Des affiches québécoises à La Havane

Marc H. Choko présente une sélection des plus belles affiches québécoises en sérigraphie dans la capitale cubaine.

7 Juin 2018 à 16H55

Marc H. Choko présente une sélection des plus belles affiches québécoises en sérigraphie dans la capitale cubaine. Cette affiche très rare, datée de 1958, est l'oeuvre du célèbre caricaturiste Normand Hudon.
Image :Collection Marc H. Choko

Le professeur émérite de l'École de design Marc H. Choko présente à Cuba, du 5 au 30 juin prochain, L’art de la sérigraphie publicitaire au Québec, une exposition réunissant 40 des plus belles affiches réalisées en sérigraphie des années 1950 à nos jours. L'exposition a lieu au Centro Provincial de Artes Plasticas y Diseño, dans la vieille ville de La Havane. À cette occasion, le professeur et commissaire de l'exposition a également donné une conférence sur l'histoire de l'affiche au Québec à l'Instituto Superior de Diseño (ISDI), récemment rattaché à l'Université de La Havane.
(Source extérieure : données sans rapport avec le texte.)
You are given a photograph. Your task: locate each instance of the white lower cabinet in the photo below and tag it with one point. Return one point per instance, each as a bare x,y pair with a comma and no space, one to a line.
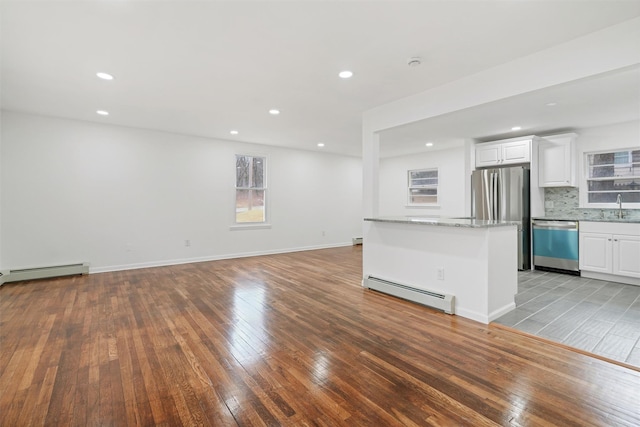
596,252
610,249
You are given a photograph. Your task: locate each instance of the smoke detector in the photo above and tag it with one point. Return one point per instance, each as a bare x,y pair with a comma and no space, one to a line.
414,61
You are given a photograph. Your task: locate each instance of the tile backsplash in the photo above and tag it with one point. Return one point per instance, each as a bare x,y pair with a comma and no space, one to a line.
565,204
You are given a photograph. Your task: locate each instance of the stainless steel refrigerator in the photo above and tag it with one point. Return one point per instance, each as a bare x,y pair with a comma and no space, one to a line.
503,194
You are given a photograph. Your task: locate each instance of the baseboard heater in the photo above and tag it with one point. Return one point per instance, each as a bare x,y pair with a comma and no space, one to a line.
432,299
45,272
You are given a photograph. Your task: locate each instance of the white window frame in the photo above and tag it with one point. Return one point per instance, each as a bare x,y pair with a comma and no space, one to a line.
432,186
257,224
584,193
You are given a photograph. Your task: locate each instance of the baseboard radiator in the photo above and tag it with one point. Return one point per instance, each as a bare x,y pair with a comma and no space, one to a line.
45,272
432,299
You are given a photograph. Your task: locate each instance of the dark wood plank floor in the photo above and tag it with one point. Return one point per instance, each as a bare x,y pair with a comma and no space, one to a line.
287,339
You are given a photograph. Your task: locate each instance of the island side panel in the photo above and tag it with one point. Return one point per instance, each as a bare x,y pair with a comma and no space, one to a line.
412,254
503,270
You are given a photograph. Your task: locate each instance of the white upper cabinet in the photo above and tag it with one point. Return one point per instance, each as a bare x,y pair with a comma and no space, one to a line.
556,161
503,153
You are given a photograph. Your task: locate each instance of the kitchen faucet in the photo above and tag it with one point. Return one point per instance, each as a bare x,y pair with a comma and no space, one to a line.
619,202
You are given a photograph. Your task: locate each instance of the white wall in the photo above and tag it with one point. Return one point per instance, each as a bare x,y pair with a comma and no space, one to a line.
611,137
452,177
610,49
120,197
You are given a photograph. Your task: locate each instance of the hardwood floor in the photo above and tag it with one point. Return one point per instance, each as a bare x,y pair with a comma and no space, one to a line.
287,339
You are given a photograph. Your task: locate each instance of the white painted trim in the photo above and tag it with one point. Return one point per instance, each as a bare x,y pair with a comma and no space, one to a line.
4,277
250,227
210,258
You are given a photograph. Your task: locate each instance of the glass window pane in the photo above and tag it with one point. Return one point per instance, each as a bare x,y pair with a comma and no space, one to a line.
418,178
250,206
258,172
243,165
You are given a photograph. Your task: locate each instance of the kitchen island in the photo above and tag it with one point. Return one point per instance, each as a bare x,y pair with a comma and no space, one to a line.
474,261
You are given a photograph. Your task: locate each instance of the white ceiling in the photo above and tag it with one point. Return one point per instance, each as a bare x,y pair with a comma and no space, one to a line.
206,67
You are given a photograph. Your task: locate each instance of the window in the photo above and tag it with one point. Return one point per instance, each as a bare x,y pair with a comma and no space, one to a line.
251,188
612,173
423,187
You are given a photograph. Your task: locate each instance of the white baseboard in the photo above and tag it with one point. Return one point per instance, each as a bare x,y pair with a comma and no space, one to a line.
165,263
610,277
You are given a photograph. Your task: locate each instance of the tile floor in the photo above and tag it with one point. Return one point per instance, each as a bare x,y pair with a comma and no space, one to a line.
593,315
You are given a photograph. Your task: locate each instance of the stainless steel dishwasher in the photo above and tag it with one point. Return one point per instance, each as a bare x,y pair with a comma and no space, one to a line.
555,245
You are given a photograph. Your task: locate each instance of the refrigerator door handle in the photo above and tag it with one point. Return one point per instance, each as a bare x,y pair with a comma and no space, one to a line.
486,189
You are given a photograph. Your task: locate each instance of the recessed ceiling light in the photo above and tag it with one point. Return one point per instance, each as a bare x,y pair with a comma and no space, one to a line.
105,76
414,61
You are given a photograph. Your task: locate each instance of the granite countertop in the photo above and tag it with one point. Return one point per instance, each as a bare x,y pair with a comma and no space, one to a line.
443,221
573,218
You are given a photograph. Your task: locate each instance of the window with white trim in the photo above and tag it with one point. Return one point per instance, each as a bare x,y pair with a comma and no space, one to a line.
251,189
423,187
611,173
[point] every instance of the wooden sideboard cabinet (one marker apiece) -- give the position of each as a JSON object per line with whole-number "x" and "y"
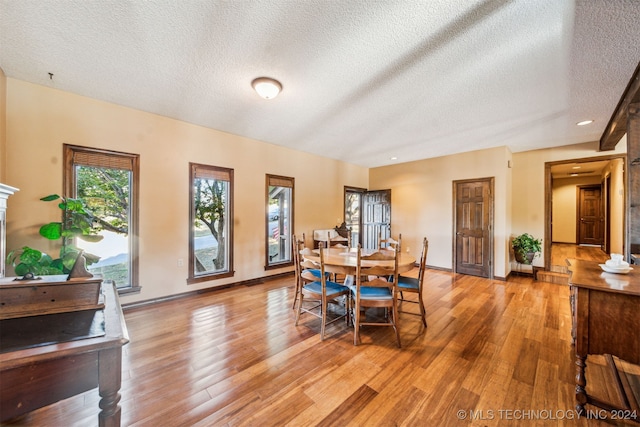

L'exposition, produite par le Centre de design, témoigne de l'évolution de la scène culturelle au Québec. Quand toute une série de théâtres ouvrent leurs portes à Montréal après la Seconde Guerre mondiale – le Théâtre du Rideau Vert (1948), le Théâtre du Nouveau Monde, (1951), le Théâtre de Quat’ Sous (1955), puis le Théâtre d’Aujourd’hui (1968) –, c’est tout naturellement qu’ils privilégient l’impression en sérigraphie pour annoncer leurs spectacles, comme le feront les nombreux autres organismes culturels qui se multiplieront tout au long des années 1960 et 1970.

L'exposition regroupe des illustrateurs comme Normand Hudon, diplômé de l’École des beaux-arts de Montréal et de l’Académie Montmartre à Paris, et Vittorio, le sculpteur Charles Daudelin, et le graphiste Gérald Zahnd, qui créent dans le domaine du théâtre des affiches représentatives d’une nouvelle modernité graphique.

Inspirés par le mouvement de Mai 68 en France, les petits partis politiques, les organismes sociaux ou étudiants qui émergent au Québec durant les années 1970 et 1980 vont eux aussi saisir les possibilités qu'offre la sérigraphie, une technique d'impression parente du pochoir qui nécessite un équipement peu cher et simple d’utilisation, tout en donnant aux affiches des couleurs d'une grande profondeur.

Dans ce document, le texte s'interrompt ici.